Simply stated, Michael K. Williams is due. Yes, I know it’s a hoary cliche to describe a well-lauded actor who heretofore has not taken home an Emmy as “due.” But let’s just consider the case of Michael K. Williams.
When Williams broke out on The Wire as the one of a kind quasi-Robin Hood (okay, he kept all the money for himself and his crew, but you get the idea) stick-up man of drug dealers, Omar Little, he felt like a one-man revolution. Show watchers and film goers had seen plenty of stories about drug dealers and urban street crime, but no one had ever seen Omar Little. Unapologetically gay in a world that suffered nothing short of uber-masculinity, Omar was ruthless to all those in “the game.” Yet, he still had a conscience of a sort. He would do no harm to anyone who was a working stiff – not even if they were in the wrong place at the wrong time. “Man got to have a code,” Omar would say. And he stuck to his.
Despite putting in five seasons of incomparable work, Williams got not on nod from the Academy. Which is astonishing. Sure, the ratings were modest, but the critical plaudits rang out in high volume. Omar Little was no secret. Still, his name was never called.
Just two years later, Williams bounced to his second iconic role. That of the African American gangster, Chalky White, on Boardwalk Empire. Once again, Williams showed us a character that was unfamiliar to us despite residing in a relatively familiar tale – that of prohibition era gangsters. While much credit must be given to the show’s creator, Terence Winter, for creating such an unconventional character, it was Williams who made the role sing. Like Omar, Chalky had swagger, but also a touching vulnerability that would come out at the most unexpected times. In one of the all-time great hand to hand fight scenes, Chalky faces off with old frenemy, Dunn Purnsley (played by the terrifying Erik LaRay Harvey). It’s a duel to the death with both men taking and losing advantage. While Chalky prevails, the fear that registers in White’s eyes is palpable and unnerving. Once again, Emmy voters paid him no mind (Williams would finally score a nod for supporting actor in the TV film, Bessie, starring Queen Latifah).
Another two years would pass before Williams got this third great TV role (and second Emmy nomination). That of the incarcerated drug dealer, Freddy Knight in The Night Of. As Freddy, Williams is once again fearsome and formidable. Of course, those are the obvious notes to hit. What Williams did in playing Knight was show a sensitive side to the series’ main protagonist, Nasir Khan (played wonderfully by Riz Amed). It’s not entirely clear why Freddy is so kind to “Naz.” but we don’t need to know the exact reason – at least not in words. Because Williams’ – with his remarkably emotive eyes – makes us feel that which is not explicit.
That’s a gift.
Never was the gift more on display than in this year’s brilliantly directed (by Ava Duvernay) limited series depicting the fate of the Central Park 5, When They See Us. As a father with a record who gives terrible advice to his son as the younger man is being interrogated/railroaded by overzealous police, Williams breaks many hearts. That of his son, his wife, the viewer, and most crushingly, his own. Williams’ Bobby McCray forcefully ruins his son’s life by telling him to say whatever the police want him to.

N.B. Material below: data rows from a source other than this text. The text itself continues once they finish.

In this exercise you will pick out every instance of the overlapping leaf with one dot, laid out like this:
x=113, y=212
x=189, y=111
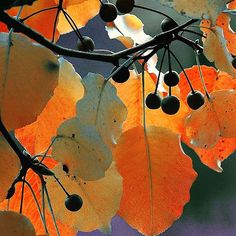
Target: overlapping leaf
x=101, y=199
x=29, y=74
x=157, y=178
x=12, y=223
x=102, y=108
x=218, y=113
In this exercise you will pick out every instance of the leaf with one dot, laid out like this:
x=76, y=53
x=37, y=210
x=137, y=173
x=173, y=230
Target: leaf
x=43, y=22
x=157, y=177
x=37, y=136
x=126, y=27
x=219, y=114
x=9, y=167
x=7, y=4
x=133, y=102
x=80, y=11
x=102, y=108
x=12, y=223
x=216, y=51
x=207, y=9
x=101, y=199
x=29, y=76
x=81, y=148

It’s a slow-motion car crash. You know how badly all of this is going to turn out. We know how wrong Bobby is. We see how cowardly he is in not turning up at his son’s trial to support him. And when his son does get out of prison, we find him too withered by kidney disease to make amends. It is not an easy thing to play pathetic, but Williams leans into it. He makes no excuses for his character’s behavior. He does not try to make us like him. But when he shuffles to his son’s room to offer him food and his boy won’t even look at him, the expression on his face is devastating.
Think about that. Williams plays a character who maybe doesn’t deserve redemption. Nor does he get it. Which seems fair, I suppose. Yet still, we want it for him. Again, it’s those eyes. Bobby McCray is a man turning into a ghost right before us. He has betrayed his son. He cannot fix it. So, he offers him soup. And even that, his son will not accept from him. Jesus, I’m trying not to cry while writing this.
Forget what I said about Michael K. Williams being “due.” Hell, he’s overdue. This can be fixed though. And it should be. Sometime on the night of September 22nd between the hours of 8PM and 11PM EST would do just fine.